We got to talking and he told me about a new guidebook he was writing. "There's some 200 fuckin' routes up here, and there's fuck-all written about them. Just over there, see that fuckin' rope?"
I looked over to see a rope hanging down some particularly hard looking piece of rock.
"That's a fuckin 5.13. Some local kid's puttin' it in. He asked if he could rap bolt it and I said that the local ethic was fuckin' ground up. So he's got the rope there to work the moves."
I found this particularly interesting, "If he's already worked the moves, then why bother putting the bolts in on lead. Isn't the ground-up ethic supposed to preserve the adventure of not knowing what's above? If he's got the whole route wired, then why not rap bolt it? In fact, while he's at it, you could ask him to swing over this way and put a bolt in to back up this belay."
"Fuckin' eh, you got a point there. This belay could use a fuckin' bolt. See that hole?" He pointed to a hole in the rock perfectly positioned above the belay. "That's a fuckin' bolt hole chopped by Bouchard. Somebody's gonna fuckin' die rapping this route. That why, in my new guide, I tell people not to fuckin' rap this route."
By this time, Bones had pulled the ropes, I had tied through the "death belay" station, and our new friend had clipped safely into his axes.
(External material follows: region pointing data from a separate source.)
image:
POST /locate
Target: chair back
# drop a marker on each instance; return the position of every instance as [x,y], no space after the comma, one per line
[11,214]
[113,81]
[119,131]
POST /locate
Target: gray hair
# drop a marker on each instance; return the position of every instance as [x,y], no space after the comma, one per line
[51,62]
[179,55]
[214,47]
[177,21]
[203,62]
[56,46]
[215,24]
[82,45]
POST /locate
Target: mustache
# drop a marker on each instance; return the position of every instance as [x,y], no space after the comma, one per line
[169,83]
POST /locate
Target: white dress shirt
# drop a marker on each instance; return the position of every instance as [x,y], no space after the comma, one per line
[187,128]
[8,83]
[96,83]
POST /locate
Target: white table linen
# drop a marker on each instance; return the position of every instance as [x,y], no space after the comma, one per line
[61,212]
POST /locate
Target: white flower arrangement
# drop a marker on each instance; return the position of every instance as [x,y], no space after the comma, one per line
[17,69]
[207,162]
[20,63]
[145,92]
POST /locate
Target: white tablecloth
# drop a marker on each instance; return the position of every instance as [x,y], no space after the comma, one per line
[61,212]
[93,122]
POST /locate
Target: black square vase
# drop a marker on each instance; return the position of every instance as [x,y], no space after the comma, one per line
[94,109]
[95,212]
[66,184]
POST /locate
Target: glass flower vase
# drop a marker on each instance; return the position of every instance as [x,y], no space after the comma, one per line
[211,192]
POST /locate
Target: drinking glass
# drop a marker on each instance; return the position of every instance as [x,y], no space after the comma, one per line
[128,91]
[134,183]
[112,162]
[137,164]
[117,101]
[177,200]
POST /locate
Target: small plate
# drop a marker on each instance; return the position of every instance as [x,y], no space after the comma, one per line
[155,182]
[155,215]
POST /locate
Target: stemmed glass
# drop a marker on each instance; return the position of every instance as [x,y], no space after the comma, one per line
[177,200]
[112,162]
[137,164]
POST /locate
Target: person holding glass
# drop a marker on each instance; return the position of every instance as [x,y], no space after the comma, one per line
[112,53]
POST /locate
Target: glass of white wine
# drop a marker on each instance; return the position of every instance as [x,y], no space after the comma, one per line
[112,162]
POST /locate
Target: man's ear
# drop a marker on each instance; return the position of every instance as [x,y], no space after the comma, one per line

We tossed the ropes and I rapped off, wishing him and his partner a good climb.
We hiked down along the base of the cliff to check out the other ice smears. Unlike the Black Dike, which is safely hidden from the sun all year, the rest of Cannon faces south east, so it gets blasted by the sun, making most ice routes unsafe except in cold, wet, and overcast conditions.
As we were driving away, I looked back up at the Dike and saw none other than the Fuck Man rapping the Black Dike. I don't think he died.